The goal with the heavy bag intervals is to develop power-endurance specific to striking – his ability to sustain bursts of high power output with periods of active rest dispersed throughout.

The shadow muay thai round is used to develop his aerobic system within certain constraints that are related to the development of his striking-skills and upcoming fight strategy. The elements of “nose-breathing only” and a long 20-minute round forces the athlete to improve on their internal pacing system (keeping heart rate and output below lactate threshold) while simultaneously maintaining mental acuity in context to the skill-related tasks (visualize shorter opponent, practice the jab and the teep).

This way, not only are we able to emphasize energy system development by utilizing the appropriate work-to-rest ratios, but we’re able to target repeatability of effort that is directly specific to their sport. Road work, skip rope and versa climbers still have a place in strength and conditioning. I’m humbly re-evaluating the benefit-to-cost ratio of such modalities considering the priority that skills training should hold more heavily in modern day combat sports.

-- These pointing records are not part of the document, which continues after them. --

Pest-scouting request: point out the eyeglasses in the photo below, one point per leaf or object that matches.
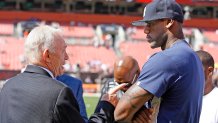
(150, 23)
(130, 83)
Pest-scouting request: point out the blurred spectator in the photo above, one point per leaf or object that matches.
(209, 112)
(76, 86)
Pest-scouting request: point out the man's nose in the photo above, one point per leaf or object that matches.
(66, 56)
(146, 29)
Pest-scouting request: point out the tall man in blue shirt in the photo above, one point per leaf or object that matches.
(175, 74)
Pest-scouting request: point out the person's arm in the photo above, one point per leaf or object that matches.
(130, 103)
(105, 108)
(81, 102)
(66, 108)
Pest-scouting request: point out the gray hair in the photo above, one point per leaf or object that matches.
(39, 39)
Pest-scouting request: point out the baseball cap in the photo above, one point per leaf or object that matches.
(161, 9)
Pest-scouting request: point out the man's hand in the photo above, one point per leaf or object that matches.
(111, 95)
(144, 115)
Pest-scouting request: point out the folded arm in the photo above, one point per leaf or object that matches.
(130, 103)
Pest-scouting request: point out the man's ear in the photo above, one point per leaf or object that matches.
(210, 70)
(46, 55)
(169, 23)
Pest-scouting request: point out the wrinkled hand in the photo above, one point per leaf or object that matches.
(111, 95)
(144, 115)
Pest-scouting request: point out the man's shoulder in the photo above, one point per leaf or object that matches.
(66, 77)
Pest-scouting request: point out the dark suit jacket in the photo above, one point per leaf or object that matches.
(34, 97)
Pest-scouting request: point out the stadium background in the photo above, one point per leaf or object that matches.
(97, 32)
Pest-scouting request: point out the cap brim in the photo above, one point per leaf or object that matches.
(139, 23)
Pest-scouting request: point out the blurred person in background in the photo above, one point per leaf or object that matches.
(175, 74)
(209, 112)
(76, 87)
(35, 96)
(126, 70)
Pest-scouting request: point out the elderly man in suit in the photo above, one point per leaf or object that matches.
(34, 96)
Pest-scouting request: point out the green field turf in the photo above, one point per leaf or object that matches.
(90, 102)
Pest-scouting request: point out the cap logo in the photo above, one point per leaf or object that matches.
(144, 12)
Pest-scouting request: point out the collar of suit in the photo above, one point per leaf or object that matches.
(39, 70)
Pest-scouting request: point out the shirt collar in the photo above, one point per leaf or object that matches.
(49, 72)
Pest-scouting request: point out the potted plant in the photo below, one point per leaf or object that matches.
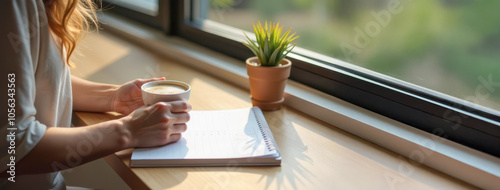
(268, 70)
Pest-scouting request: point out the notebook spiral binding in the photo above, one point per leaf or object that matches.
(265, 133)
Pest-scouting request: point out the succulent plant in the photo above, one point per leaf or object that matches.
(271, 47)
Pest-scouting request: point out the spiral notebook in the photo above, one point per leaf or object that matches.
(235, 137)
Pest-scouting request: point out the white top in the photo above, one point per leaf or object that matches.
(42, 88)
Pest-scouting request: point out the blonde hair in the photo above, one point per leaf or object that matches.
(70, 20)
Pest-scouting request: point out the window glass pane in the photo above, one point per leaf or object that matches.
(450, 46)
(149, 7)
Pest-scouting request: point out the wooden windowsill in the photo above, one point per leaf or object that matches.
(315, 154)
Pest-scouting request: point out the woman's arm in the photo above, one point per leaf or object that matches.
(61, 148)
(92, 96)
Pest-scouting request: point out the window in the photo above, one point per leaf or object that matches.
(145, 11)
(430, 64)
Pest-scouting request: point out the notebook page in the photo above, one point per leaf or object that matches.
(214, 134)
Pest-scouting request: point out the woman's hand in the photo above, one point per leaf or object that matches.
(128, 97)
(156, 125)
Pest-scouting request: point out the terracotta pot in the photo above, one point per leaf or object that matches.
(267, 84)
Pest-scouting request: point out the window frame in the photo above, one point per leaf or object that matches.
(435, 113)
(160, 21)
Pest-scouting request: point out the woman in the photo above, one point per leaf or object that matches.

Rethinking Lactate/Anaerobic Based Training

The glycolytic system has the smallest window of trainability, and creates an inproportionate amount of fatigue relative to the adaptations it creates.

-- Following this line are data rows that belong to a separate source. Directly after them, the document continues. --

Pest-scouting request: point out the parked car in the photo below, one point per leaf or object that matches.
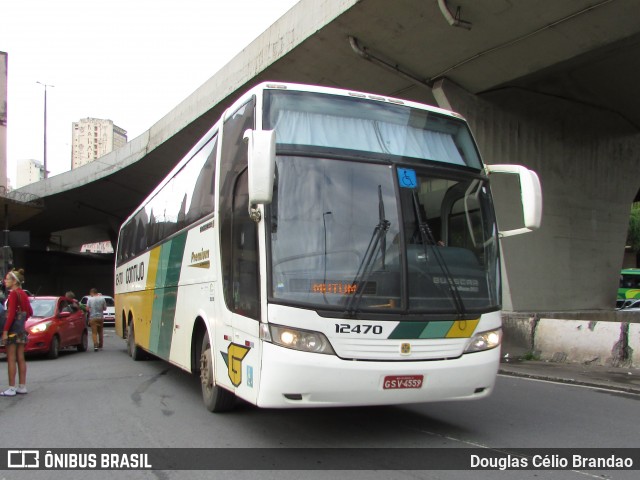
(54, 325)
(109, 313)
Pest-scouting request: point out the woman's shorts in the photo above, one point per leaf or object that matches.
(16, 338)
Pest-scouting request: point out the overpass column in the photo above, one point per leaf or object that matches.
(588, 160)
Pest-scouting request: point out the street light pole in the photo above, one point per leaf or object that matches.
(45, 126)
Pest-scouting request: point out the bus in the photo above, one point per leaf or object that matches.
(322, 247)
(629, 287)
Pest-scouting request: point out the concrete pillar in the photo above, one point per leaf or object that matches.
(588, 160)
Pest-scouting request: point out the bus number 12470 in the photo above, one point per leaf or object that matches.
(364, 329)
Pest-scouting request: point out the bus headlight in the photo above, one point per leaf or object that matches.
(303, 340)
(485, 341)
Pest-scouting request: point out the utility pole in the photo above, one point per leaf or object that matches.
(46, 172)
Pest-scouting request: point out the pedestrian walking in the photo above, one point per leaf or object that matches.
(96, 306)
(14, 334)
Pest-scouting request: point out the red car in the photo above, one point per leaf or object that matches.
(55, 324)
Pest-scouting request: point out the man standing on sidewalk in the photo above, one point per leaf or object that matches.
(96, 306)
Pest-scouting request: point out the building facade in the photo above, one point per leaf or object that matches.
(29, 171)
(93, 138)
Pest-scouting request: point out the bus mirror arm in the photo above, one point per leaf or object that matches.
(531, 194)
(261, 159)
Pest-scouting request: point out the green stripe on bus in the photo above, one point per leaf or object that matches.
(408, 330)
(436, 330)
(425, 330)
(166, 293)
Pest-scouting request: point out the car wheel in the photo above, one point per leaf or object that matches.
(54, 348)
(84, 343)
(216, 398)
(134, 350)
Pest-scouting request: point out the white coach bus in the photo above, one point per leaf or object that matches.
(321, 247)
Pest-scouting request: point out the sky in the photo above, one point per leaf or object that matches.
(129, 61)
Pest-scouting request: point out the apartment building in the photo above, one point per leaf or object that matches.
(93, 138)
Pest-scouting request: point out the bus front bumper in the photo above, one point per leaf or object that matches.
(292, 379)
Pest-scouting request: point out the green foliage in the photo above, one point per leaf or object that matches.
(633, 235)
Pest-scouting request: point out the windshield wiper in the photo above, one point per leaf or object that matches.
(428, 240)
(379, 236)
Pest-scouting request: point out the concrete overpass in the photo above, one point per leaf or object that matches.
(550, 85)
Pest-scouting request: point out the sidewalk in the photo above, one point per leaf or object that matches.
(613, 378)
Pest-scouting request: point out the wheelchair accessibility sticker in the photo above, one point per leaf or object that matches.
(407, 178)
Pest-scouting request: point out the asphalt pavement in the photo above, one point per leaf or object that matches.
(612, 378)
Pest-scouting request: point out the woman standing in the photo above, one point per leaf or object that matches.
(18, 310)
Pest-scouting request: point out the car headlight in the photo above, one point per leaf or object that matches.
(296, 339)
(485, 341)
(41, 327)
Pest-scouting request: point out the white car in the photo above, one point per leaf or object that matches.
(109, 313)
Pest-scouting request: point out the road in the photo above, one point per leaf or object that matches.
(106, 400)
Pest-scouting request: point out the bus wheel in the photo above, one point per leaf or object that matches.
(216, 399)
(134, 351)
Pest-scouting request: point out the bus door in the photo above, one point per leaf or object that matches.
(241, 353)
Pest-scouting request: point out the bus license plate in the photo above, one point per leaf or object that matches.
(402, 381)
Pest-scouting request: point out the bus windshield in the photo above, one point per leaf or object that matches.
(362, 125)
(356, 236)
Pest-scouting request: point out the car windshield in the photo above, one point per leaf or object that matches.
(43, 307)
(364, 236)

This is not to say anaerobic performance shouldn’t be trained, anaerobic capacity is an important performance measure in many combat sports. However, by performing a high amount of lactate-based training in the weight room, it cuts into an athlete’s development of power, power-endurance and their ability to recover for their sports practice, sparring, drilling and rolling sessions.

The large majority of high-lactate producing and fatiguing anaerobic training should be performed in sports practice. Build lactate tolerance and anaerobic capacity within the constraints of the sport. Leave the most fatiguing type of training in the practice room, where athlete’s see the highest level of training specificity.

My high/low philosophy of athletic development has strengthened with over the years with experience. I believe it’s our job as coaches to raise the ceiling of an athlete, meaning develop maximum strength, power, power-endurance, and plyometric ability. Alongside raising the floor/base - keep the joints healthy, maintain high movement quality and increasing their lactate threshold and lactate shuttling ability by improving their aerobic energy system.

This philosophy compliments the paradigm that sports practice is king and should be highly prioritized and that strength & conditioning for combat sports training should add to the capacities of an athlete, not interrupt or take away from them.

Bridge the Gap

Let’s be clear. Despite what modern strength and conditioning coaches preach on social media to justify their conditioning protocols, no combat sports athlete ever acquired championship rounds conditioning performing intervals on the air dyne. Physicality alone is not the driving factor behind success in combat sports. The best combat sports athletes have put thousands of hours in skills practice to develop an elite ability to pace themselves in competition, process information and make decisions under pressure.

Bridging the gap between conditioning preparation and performance will require efforts from both sides:

  1. Sport coaches need to learn the fundamentals of energy system development in order to better support skill acquisition and development in their martial artists. The days of running athletes into the ground in order to build endurance and mental toughness should be over.
  2. Strength and conditioning coaches should avoid prescribing poorly-selected conditioning protocols that add no value to the development of the combat sports athlete just because of what is traditionally done in other sports, or the fact that many of coaches before them have done so. Most importantly, we should also learn more about the sport at hand by participating in or watching skills practice more frequently.

Ultimately, the future of conditioning for combat sports performance lies in the communication and collaboration between sport coaches and conditioning coaches, and both groups’ willingness to educate themselves in each other’s field of knowledge.